Big Little Lies, The Undoing ve Sharp Objects gibi pek popüler işlerin arkasındaki isim David E. Kelley’den; Jake Gyllenhaal başrollü bir suç draması. Scott Turow’un aynı adlı romanının, Harrison Ford başrollü 1990 yapımı beyazperde versiyonunun ardından gelen ikinci uyarlamasında yönetmen koltuğunu Anne Sewitsky ve Greg Yaitanes paylaşmış. Chicago Savcılık Ofisi’ni ters yüz eden korkunç cinayette baş şüpheli konumuna düşen savcı Rusty Sabich’i takip eden yapım; politik ilişkiler, aşılan sınırlar, iktidar ve aşk saplantısı üzerine çarpıcı, sürükleyici bir hikâyeye sahip. 


True Detective: Night Country (HBO)

Nic Pizzolatto tarafından yaratılan, her sezonunda yeni bir öyküyü değişen oyuncu kadrosuyla işleyen hit antoloji serisinin son halkası. Jodie Foster ve eski şampiyon boksör Kali Reis’ın hayat verdiği iki dedektif, soğuk ve karanlığın içine çeken Alaska ambiyansında; bulunan cesetlerle birlikte suçun, gizemli sembollerin ve kontrol altına alınması gereken garip olayların patlak verdiği bir kasabada görev başındalar. Dümene geçen Issa López’in başarılı kalemi ve metne uyumlu rejisi, beklenmedik sürprizleri ve yavaş yavaş yayılan gerilimi ustalıkla dengeleyerek, True Detective efsanesinin üzerindeki ölü toprağı atmayı sağladı.

Meltem Demiraran’ın True Detective: Night Country finaline yönelik dosyası burada.


Under The Bridge (Hulu / Disney+)

1997 yılında katıldığı partiden bir daha evine dönmeyen 14 yaşındaki Reena Virk’ün gerçek hikâyesine dayanan suç serisi. Rebecca Godfrey’in aynı adlı romanından uyarlanan yapımda Lily Gladstone, erkek egemen meslek grubunda ayakta kalma mücadelesi veren yerel dedektif Cam Bentland’a hayat veriyor. Bentland; cinayetin sorumlusu olabilecek herkesi mercek altına aldığı ve derinlere indikçe tüyler ürpertici keşifler yaptığı soruşturmasını, gizemi kaleme almak isteyen yazar Godfrey (Riley Keough) ile iş birliğine giderek yürütüyor.
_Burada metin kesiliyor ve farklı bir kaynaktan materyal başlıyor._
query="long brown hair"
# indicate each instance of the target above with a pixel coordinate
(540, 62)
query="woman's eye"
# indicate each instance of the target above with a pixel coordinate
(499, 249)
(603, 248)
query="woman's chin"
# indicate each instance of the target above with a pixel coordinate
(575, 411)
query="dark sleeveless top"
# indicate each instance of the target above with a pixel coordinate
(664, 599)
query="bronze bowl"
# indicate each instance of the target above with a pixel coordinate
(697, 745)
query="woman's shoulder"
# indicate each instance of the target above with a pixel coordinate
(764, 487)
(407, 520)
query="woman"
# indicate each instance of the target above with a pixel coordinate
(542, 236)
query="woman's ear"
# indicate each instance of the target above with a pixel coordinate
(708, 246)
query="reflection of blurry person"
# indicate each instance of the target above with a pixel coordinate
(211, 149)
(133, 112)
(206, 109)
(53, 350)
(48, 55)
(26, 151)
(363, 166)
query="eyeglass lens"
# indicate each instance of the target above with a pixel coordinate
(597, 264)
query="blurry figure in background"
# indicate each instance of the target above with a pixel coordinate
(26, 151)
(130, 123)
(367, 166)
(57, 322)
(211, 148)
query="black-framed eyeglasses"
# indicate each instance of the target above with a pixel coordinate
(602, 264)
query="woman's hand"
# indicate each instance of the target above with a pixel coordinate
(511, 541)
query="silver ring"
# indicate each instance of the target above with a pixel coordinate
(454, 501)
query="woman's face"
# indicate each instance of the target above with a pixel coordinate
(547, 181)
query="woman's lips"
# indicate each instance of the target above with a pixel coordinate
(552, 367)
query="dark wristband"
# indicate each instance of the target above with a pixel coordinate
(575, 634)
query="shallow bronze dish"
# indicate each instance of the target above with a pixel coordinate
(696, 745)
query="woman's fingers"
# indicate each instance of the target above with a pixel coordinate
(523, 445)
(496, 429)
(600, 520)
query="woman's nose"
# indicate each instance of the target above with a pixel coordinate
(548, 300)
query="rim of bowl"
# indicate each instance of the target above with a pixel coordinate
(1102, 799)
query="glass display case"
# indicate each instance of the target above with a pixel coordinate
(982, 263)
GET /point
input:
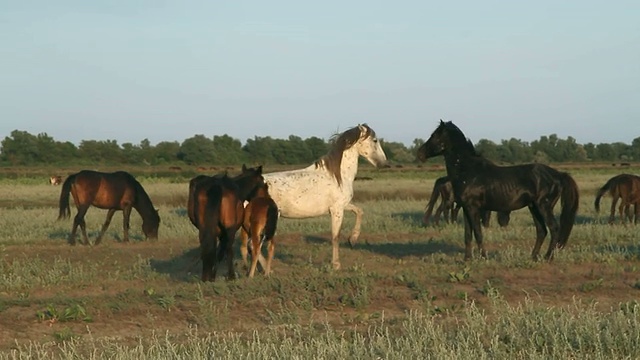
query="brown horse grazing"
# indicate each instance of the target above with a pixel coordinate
(111, 191)
(260, 222)
(55, 180)
(627, 188)
(216, 208)
(448, 206)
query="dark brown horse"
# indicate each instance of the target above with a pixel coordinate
(448, 206)
(110, 191)
(55, 180)
(441, 190)
(627, 188)
(480, 185)
(216, 208)
(260, 222)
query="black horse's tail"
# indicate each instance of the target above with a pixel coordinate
(65, 211)
(605, 188)
(570, 199)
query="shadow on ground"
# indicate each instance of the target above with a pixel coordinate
(187, 266)
(395, 249)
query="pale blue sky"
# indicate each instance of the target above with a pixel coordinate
(167, 70)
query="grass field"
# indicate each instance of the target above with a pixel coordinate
(404, 290)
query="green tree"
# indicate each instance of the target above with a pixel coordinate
(228, 150)
(197, 150)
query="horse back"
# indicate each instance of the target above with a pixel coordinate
(261, 215)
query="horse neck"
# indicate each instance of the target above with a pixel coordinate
(143, 203)
(458, 164)
(349, 165)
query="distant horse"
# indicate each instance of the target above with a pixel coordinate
(627, 188)
(449, 208)
(326, 186)
(55, 180)
(111, 191)
(479, 185)
(215, 207)
(260, 222)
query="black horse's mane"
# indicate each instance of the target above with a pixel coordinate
(458, 137)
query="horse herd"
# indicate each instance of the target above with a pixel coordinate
(221, 205)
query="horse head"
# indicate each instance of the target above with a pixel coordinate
(369, 147)
(150, 226)
(445, 137)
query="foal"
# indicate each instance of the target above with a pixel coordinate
(260, 222)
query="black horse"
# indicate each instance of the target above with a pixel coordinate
(480, 185)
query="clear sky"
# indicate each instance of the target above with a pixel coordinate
(167, 70)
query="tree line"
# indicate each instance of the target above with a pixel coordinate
(24, 149)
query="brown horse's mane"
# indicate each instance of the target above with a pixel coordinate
(143, 202)
(339, 144)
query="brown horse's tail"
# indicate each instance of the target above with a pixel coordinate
(272, 222)
(65, 211)
(605, 188)
(570, 199)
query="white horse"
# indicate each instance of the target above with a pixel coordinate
(326, 186)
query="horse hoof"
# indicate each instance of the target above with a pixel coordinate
(352, 241)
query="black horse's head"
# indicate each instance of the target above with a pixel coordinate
(446, 136)
(436, 144)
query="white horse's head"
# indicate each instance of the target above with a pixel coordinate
(369, 146)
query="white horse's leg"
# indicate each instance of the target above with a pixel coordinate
(356, 228)
(337, 214)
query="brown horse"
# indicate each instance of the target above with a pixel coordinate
(111, 191)
(450, 208)
(625, 187)
(215, 207)
(55, 180)
(260, 222)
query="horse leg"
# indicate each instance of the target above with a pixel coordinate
(78, 220)
(550, 220)
(485, 217)
(541, 231)
(244, 251)
(230, 235)
(105, 225)
(477, 230)
(355, 233)
(271, 251)
(468, 234)
(614, 201)
(256, 248)
(454, 213)
(126, 214)
(208, 254)
(337, 214)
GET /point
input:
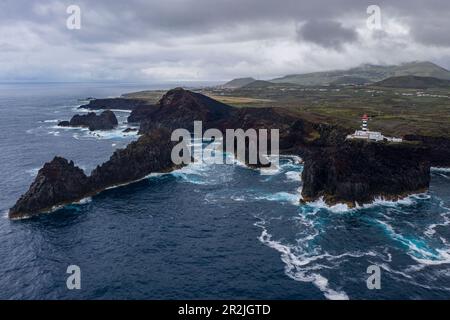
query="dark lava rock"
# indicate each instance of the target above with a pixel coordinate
(439, 148)
(114, 103)
(64, 124)
(58, 182)
(150, 153)
(179, 108)
(105, 121)
(141, 113)
(360, 171)
(127, 130)
(336, 169)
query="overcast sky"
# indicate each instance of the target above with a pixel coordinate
(166, 40)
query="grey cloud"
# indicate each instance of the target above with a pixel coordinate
(328, 34)
(222, 38)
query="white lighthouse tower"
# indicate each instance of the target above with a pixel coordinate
(365, 118)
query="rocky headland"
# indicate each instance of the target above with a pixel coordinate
(105, 121)
(336, 169)
(60, 182)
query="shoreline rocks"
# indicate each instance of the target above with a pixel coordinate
(105, 121)
(335, 169)
(60, 182)
(114, 103)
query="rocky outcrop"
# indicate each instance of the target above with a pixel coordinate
(439, 148)
(359, 171)
(336, 169)
(150, 153)
(114, 104)
(105, 121)
(59, 182)
(179, 108)
(141, 113)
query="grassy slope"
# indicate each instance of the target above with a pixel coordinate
(393, 111)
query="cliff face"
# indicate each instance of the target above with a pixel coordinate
(150, 153)
(59, 182)
(335, 169)
(179, 108)
(360, 171)
(439, 149)
(105, 121)
(114, 103)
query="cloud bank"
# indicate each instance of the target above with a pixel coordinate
(158, 41)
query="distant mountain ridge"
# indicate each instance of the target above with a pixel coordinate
(367, 72)
(413, 82)
(238, 83)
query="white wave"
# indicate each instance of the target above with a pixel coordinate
(418, 248)
(84, 201)
(440, 169)
(54, 133)
(33, 172)
(431, 229)
(281, 197)
(293, 175)
(295, 267)
(86, 134)
(337, 208)
(238, 198)
(379, 201)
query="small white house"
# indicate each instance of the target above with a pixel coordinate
(366, 134)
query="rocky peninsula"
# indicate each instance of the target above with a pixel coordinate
(336, 169)
(105, 121)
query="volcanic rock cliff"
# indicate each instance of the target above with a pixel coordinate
(336, 169)
(59, 182)
(360, 171)
(114, 104)
(105, 121)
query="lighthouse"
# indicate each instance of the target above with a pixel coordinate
(365, 118)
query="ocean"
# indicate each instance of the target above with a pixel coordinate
(204, 231)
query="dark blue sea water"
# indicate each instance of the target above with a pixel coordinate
(206, 231)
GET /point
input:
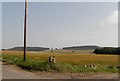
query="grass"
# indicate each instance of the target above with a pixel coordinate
(65, 62)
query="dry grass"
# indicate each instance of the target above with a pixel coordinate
(76, 58)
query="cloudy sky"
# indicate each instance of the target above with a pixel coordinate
(59, 24)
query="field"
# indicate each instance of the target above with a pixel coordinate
(66, 60)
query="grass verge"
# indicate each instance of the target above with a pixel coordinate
(44, 65)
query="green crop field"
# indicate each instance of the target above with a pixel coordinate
(66, 60)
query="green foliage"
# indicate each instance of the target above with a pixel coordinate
(107, 50)
(57, 67)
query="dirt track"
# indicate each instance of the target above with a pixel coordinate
(13, 72)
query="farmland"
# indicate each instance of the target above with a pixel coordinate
(67, 60)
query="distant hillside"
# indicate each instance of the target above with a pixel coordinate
(81, 47)
(28, 48)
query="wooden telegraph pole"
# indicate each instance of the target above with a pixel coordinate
(25, 25)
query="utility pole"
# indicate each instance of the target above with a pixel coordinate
(25, 26)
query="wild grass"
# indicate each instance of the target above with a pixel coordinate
(65, 62)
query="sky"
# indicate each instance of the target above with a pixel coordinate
(60, 24)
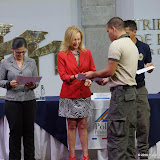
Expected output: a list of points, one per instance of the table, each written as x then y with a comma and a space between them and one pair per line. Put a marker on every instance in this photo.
51, 132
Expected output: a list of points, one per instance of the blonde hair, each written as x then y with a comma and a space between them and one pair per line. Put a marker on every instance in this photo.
69, 37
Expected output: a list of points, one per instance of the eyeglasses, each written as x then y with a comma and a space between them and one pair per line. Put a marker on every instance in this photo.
20, 52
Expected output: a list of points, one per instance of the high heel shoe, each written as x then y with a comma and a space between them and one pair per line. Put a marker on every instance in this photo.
86, 157
72, 158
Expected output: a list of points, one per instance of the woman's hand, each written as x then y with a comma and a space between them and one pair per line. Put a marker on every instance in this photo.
88, 83
30, 85
13, 83
103, 82
147, 65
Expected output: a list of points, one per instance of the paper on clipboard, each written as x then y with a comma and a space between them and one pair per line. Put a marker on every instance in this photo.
144, 69
23, 80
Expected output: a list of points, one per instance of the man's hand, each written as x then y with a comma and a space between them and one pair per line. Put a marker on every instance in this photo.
89, 74
13, 83
147, 65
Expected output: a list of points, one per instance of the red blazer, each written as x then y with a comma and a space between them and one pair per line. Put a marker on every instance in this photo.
67, 66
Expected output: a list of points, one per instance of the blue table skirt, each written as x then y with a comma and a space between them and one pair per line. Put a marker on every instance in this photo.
47, 118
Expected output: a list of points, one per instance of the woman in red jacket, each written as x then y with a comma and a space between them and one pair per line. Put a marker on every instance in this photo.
75, 101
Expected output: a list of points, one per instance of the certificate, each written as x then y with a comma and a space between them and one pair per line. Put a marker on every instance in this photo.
82, 77
144, 69
23, 80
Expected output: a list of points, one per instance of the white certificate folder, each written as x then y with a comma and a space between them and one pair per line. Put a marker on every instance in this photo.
23, 80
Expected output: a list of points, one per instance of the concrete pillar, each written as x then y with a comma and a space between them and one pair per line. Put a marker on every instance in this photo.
95, 15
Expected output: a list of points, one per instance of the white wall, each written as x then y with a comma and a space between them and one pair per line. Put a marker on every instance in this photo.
53, 16
144, 9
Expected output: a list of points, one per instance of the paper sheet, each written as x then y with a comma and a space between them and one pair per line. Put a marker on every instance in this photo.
23, 80
144, 69
82, 77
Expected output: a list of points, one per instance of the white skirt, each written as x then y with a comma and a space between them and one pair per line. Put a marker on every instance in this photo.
75, 108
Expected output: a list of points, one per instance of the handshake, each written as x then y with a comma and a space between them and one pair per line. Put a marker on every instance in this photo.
88, 77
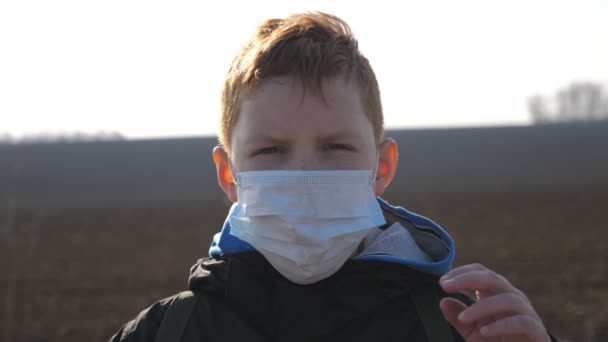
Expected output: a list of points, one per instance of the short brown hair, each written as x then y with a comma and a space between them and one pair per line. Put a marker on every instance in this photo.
311, 47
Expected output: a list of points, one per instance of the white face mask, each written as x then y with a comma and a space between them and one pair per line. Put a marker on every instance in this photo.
305, 223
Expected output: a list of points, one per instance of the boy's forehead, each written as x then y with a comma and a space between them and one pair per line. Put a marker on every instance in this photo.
280, 106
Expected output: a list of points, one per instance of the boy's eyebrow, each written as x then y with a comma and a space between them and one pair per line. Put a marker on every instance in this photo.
265, 139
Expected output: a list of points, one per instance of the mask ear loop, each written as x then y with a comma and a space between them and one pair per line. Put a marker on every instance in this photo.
232, 168
376, 167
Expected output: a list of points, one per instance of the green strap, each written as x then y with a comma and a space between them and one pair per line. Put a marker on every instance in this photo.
177, 316
435, 326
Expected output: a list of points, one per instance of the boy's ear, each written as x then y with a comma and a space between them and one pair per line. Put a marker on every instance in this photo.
387, 165
224, 176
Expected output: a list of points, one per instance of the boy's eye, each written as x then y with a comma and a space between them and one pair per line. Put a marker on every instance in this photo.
342, 147
269, 150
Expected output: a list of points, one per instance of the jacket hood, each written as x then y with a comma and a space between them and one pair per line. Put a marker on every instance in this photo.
429, 236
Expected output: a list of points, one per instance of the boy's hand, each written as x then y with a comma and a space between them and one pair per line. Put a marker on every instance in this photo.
501, 313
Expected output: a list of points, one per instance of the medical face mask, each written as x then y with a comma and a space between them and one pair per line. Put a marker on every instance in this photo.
305, 223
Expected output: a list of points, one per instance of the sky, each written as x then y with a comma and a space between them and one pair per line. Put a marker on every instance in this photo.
154, 69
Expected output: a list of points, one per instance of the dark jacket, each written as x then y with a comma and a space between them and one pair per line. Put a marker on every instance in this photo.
241, 297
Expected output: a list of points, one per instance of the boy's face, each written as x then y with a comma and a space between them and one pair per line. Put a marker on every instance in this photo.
280, 127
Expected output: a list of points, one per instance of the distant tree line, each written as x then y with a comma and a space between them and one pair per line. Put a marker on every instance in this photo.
584, 101
53, 137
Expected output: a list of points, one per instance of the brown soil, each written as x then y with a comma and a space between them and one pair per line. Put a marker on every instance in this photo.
79, 274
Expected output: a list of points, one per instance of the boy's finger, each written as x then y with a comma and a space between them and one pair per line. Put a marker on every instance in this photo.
498, 305
518, 325
463, 269
486, 280
451, 308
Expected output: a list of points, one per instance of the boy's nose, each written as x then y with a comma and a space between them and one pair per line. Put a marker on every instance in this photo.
305, 161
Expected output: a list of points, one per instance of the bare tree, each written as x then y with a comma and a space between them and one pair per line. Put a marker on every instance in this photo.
585, 101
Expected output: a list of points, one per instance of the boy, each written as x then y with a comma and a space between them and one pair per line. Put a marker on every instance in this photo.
308, 252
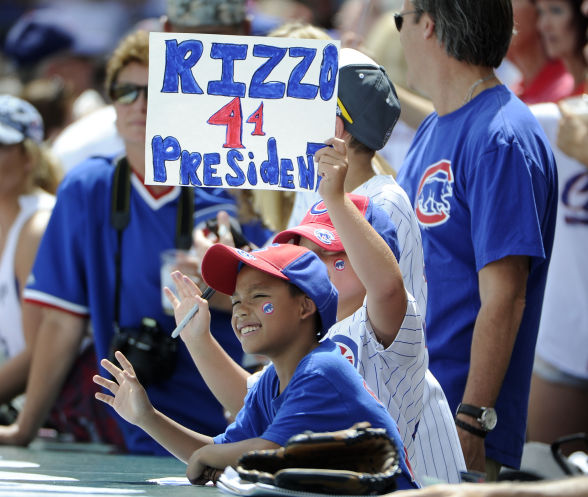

Dizinin klişelere ve sürprizlere çok yanaşmayan, izleyende kapsamlı bir etki alanı yaratma çabasındaki üslubu ilgiye layık.


Until I Kill You (ITV)

Delia Balmer’ın otobiyografik kitabı Living with a Serial Killer’a dayanan Britanya yapımı, bir şirketin hemşiresi olarak görev alan Delia’nın, eski kız arkadaşını öldürdüğünü itiraf eden Sweeney’nin saldırısına uğramasıyla başlıyor. Bir gün onunla yüzleşmeyi umarak hayatını yeniden kurmuşken, beklediği an, yedi yıl sonra Sweeney başka bir cinayetten tutuklandığında geliyor. Derin etik sorular üzerinden izleyicisinde vicdan ve adalet üzerine bir muhasebe yaratmaya odaklanan Until I Kill You, hem öfkelendirmeyi hem yürek parçalamayı hem de ilham vermeyi başarıyor.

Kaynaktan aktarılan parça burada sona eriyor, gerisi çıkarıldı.